Jobless Father, Autistic Son: Now What?
“The proportion of people jobless for six months or more has accelerated in the past year and now makes up 46 percent of the unemployed. That’s the highest percentage on records dating to 1948.” – Washington Post.
I think it was The Washington Post. Who can remember? I’ve fallen through the cracks, entering my fifteenth month of unemployment. I was laid off in May of 2009 from publishing, a field that had been driven to its knees by the Internet long before the economy kicked it in the head.
“You couldn’t have controlled either of those factors,” friends tell me.

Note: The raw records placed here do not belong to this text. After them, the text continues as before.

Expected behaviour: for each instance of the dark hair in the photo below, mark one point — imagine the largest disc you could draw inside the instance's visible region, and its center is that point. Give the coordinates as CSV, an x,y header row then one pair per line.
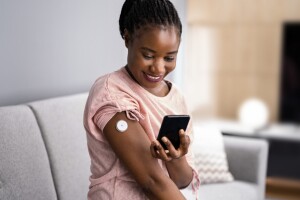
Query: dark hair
x,y
137,13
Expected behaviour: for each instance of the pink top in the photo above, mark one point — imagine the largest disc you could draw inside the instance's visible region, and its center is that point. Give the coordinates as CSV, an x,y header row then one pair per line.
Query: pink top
x,y
117,92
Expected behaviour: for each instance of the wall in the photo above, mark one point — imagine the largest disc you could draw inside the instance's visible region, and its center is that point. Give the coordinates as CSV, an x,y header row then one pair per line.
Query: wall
x,y
59,47
234,48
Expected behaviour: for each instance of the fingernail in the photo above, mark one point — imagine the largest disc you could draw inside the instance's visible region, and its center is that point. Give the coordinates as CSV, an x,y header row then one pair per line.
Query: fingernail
x,y
164,139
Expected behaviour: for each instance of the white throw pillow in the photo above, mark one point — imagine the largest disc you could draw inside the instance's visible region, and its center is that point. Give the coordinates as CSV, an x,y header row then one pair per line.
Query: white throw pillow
x,y
210,156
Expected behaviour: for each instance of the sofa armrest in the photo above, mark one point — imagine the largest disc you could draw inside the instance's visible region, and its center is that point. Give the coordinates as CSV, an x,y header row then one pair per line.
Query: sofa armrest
x,y
247,159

Now my workday includes browsing online job boards, e-mailing resumes into the void, and going down at 3:25 to get my autistic son Alex off his school bus because he can’t be trusted to come in by himself. I’m looking up at those with jobs, trying to ignore the every-man-for-himself glint in their eyes, trying not to see myself in the phrases of economic news like “long-term unemployed.” Trying to not pay attention to the dispiriting trends, just like I didn’t pay attention to them when I came to New York City alone from Maine in 1984. Back where I’m from, nobody came to New York alone! To live!? I was unemployed for a while then too, but a different kind of unemployed, an energetic, brave unemployed that I’m still proud of and that was somehow in my control.

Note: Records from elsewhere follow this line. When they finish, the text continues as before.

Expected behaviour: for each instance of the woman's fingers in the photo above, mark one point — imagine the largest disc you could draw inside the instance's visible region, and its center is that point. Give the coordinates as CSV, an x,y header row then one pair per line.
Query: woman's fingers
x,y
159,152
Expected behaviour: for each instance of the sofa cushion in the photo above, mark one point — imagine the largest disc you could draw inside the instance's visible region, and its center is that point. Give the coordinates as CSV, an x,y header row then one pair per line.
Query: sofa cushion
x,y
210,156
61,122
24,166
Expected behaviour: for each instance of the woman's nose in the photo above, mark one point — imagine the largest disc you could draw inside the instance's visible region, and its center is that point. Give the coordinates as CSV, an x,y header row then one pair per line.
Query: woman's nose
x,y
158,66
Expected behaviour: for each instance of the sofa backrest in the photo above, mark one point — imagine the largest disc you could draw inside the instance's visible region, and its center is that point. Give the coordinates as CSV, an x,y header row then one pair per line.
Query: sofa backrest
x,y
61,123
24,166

It’s now seventeen months. A blip these days, a stint that for almost seven million Americans threatens to stretch into an era.

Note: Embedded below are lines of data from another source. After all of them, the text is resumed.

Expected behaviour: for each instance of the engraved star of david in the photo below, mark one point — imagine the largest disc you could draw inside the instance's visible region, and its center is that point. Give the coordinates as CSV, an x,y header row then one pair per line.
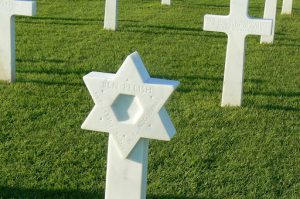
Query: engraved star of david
x,y
130,105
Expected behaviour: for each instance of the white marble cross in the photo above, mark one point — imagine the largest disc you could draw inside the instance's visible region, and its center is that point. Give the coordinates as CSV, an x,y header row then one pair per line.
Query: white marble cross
x,y
111,13
237,25
270,13
130,106
287,7
9,8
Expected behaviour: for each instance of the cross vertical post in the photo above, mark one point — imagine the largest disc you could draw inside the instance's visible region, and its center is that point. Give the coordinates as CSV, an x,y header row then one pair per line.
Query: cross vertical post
x,y
237,25
8,9
111,15
287,7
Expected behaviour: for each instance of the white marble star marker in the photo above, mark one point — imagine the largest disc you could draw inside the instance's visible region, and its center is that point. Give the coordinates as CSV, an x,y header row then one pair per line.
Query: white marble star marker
x,y
130,106
287,7
8,9
237,25
270,13
111,13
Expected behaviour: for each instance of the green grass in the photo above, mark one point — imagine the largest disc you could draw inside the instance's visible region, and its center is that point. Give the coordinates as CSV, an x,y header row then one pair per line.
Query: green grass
x,y
247,152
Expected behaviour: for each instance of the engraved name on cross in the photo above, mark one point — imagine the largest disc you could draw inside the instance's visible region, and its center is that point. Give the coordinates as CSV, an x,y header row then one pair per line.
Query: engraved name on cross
x,y
9,8
130,106
237,25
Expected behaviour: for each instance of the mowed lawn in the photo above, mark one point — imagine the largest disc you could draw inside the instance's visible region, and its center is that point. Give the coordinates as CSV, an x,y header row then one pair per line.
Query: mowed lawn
x,y
251,151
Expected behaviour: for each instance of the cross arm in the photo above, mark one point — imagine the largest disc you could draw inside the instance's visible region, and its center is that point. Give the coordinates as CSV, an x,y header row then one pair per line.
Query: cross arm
x,y
260,26
215,23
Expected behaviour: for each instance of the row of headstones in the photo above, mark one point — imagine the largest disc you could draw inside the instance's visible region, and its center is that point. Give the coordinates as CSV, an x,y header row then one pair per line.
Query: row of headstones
x,y
130,104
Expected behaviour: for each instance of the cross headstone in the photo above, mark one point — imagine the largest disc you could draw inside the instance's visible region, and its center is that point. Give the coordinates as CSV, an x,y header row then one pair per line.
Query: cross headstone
x,y
129,105
111,13
270,13
8,9
287,7
237,25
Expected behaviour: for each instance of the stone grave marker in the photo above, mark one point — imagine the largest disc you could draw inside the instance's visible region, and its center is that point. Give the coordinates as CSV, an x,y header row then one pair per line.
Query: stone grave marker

Last time I was unemployed, Ronald Reagan wasn’t half-way through his first term. Back then, those without a job were not as likely as today to stay without a job, turning into the professionally unemployed. Back then you didn’t have online job boards, ads reading “The unemployed need not apply.” I wonder in the empty afternoons if our society has turned a corner: For most of my adult life, we’ve been, if not comfortable, at least accepting of have-nots in our landscape. In doorways, in food bank lines, on park benches. They used to be the down-and-out; now, I think, they’re more the down-and-unemployed, and they’re mushrooming.
Oh, I’ll find work—maybe not a job in the sense I’ve come to understand a job, but work—and so will my wife. Problem is, I never thought I’d have an autistic son, either, another trend I’m riding that robs me of any wisp of control.
Alex is 12 now, suddenly just 10 or 15 fiscal years from heading into the world. His school suddenly talks “job training.” The top of his head reaches my shoulders. He rocks in his seat on the bus or subway —or on the park bench—and demands “Music!” or “Pretzels!” or “Cookies!” at the top of his voice. The other passengers often look. At home, he sticks his hand down his shorts; he shaves a little now, and still watches Elmo a lot.
A have-not in training? Throughout my adulthood money has really only flowed, like oil from the bottom of the sea, for corporate retail. I try to not think how the next decade may swell populations even further beyond the cash to care for them, and how after a time no one will even bother looking anymore.